The franchise’s new starter was efficient, nailing down 24 completions on 35 attempts in his first regular season opportunity with his new team.

But those raw numbers don’t paint an accurate portrait of Hoyer’s performance, and he knows it.

Many of Hoyer’s completions were short, high percentage throws that he’s expected to make. Many of the plays he didn’t make in San Francisco’s 23-3 loss to Carolina are also ones he knows he should have made.

The ninth-year NFL veteran was sacked four times, threw one interception, and couldn’t lead his offense to the end zone even though he threw a number of home run balls that wound up falling incomplete.

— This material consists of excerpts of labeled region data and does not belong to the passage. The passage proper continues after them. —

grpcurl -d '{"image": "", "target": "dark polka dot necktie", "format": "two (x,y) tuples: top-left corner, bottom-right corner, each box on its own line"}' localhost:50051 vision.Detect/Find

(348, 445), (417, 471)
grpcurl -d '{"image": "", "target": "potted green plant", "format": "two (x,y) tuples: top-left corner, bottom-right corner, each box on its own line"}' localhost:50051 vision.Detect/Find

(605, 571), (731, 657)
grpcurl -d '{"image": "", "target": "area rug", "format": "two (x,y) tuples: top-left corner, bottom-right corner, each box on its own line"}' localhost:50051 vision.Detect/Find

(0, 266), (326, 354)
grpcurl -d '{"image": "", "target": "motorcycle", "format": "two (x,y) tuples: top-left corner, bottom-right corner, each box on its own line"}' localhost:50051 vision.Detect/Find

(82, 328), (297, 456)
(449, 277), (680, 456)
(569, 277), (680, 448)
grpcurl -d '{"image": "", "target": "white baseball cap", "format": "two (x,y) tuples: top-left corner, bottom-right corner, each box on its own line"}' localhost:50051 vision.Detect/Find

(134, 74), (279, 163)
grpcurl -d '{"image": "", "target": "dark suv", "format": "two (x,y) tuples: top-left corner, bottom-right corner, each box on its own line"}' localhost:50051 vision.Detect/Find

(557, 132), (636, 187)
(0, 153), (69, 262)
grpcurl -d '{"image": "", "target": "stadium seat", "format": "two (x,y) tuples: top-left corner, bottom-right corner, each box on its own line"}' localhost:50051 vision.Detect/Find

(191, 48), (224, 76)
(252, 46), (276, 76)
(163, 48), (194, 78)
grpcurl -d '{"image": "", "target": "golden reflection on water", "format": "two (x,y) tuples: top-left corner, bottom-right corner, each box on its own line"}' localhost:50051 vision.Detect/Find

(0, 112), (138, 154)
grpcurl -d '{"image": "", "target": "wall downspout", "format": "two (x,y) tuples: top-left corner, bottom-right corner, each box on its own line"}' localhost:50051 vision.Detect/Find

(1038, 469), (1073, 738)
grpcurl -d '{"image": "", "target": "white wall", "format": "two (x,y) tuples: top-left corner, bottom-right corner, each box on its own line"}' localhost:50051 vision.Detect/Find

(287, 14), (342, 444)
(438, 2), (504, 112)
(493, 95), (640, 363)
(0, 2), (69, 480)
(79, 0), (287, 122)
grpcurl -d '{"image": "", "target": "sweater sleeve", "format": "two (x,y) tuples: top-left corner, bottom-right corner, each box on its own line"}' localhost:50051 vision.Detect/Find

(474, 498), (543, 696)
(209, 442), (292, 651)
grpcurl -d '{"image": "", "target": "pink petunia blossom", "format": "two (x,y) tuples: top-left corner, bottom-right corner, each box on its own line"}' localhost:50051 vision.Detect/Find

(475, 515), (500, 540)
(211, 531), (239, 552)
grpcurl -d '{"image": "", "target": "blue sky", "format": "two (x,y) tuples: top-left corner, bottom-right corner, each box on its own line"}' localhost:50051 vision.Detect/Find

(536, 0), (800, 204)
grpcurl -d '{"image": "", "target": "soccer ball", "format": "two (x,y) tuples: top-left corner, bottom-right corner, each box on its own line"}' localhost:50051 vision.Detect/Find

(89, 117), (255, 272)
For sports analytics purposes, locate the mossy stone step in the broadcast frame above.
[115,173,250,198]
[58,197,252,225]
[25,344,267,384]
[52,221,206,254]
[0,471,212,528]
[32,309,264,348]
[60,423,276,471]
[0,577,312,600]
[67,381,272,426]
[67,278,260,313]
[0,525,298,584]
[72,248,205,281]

“We missed a few opportunities early and you’ve got to take advantage of those when they’re there,” Hoyer said. “The penalties, shot ourselves in the foot with a few of those, and you’re behind schedule, which is tough against a good defense like that. We were battling uphill and a lot of it had to do with our own mistakes and not so much with what they were doing.”

The 49ers’ offense didn’t score until eight seconds remained in the third quarter, and Hoyer knows there’s plenty of room for improvement. After a large number of procedural issues including a delay of game penalty that ruined his debut for San Francisco, Hoyer expressed frustration and said it’s on the offense to take ownership of the performance.

“It was probably as disappointing as it could have been,” Hoyer said. “Obviously it’s always good to get points on the board, but when you get it handed to you like that, you just have to go in, figure out, what’s wrong, make the corrections and move on. We’ve got seven more days until our next game and we’ve got to make the corrections and get it right before we go up to Seattle.”

Hoyer’s worst throw of the day came on his second attempt of the second half, a play-action toss over the middle that was easily intercepted by Panthers’ linebacker Luke Kuechly. That throw led to a short field and seven points for the Panthers, helping Carolina put the nail in the coffin early in the third quarter.

“I just didn’t see Luke,” Hoyer said. Knowing him, we tried a hard play-action sell. Usually we throw that route to a receiver so we were thinking maybe he would go the other way. I came off and I know we got the first guy, I just didn’t see him. And it’s tough, you come off of play-action and you just got to know when you play a guy like him you have to make sure.”